Xxxxxx Xxxxxx has a single checking account at Banamex. The account information is as follows:
Schedule 3.1(23)
DEFICIENCIES
The only liability or deficiency relating to the assets of the Company involves the residual environmental liability as described in Schedule 3.1.15 and in Schedule 3.1.18. Please refer to the settlement letters between Profeopa, SEMERNAP and First Silver Reserve regarding outstanding issues in the general area of the Option Agreement properties.
Schedule 3.1(25)
SUBSIDIARY AND OTHER INTERESTS
Xxxxxx Xxxxxx does not own any subsidiaries, and never established any subsidiaries since its inception.

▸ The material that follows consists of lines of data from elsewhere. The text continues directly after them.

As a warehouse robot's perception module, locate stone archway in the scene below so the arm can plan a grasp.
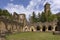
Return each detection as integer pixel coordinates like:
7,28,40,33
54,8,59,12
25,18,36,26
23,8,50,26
36,26,40,31
30,26,36,31
42,26,46,31
48,25,52,31
23,26,29,32
55,26,58,31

Xxxxxx Xxxxxx’x obligations to make a future investment or future payments are outlined in Schedule 3.1(15).
Schedule 3.2(8)
AGREEMENTS TO WHICH DEAL CAPITAL LTD. IS A PARTY
1.
Agency Agreement dated September 15, 2006 between Deal Capital and Leede Financial Markets Inc.
2.
Escrow Agreement dated October 20, 2006 among Deal Capital, Pacific Corporate Trust Corporation and those shareholders that executed such agreement.
3.
Transfer Agency and Registrarship Agreement dated July 20, 2006 between Deal Capital and Pacific Corporate Trust Corporation.
4.
Letter of Intent dated February 13, 2007 between Deal Capital and Sonora Copper.
5.
Letter of Intent dated February 13, 2007 between Deal Capital and Sonora Gold Corporation.
6.
Agency Agreement dated March 2, 2007 between Deal Capital and Pacific International Securities Inc.
7.
Purchase and Sale Agreement dated for reference April 15, 2007 between Deal Capital and Sonora Gold Corporation.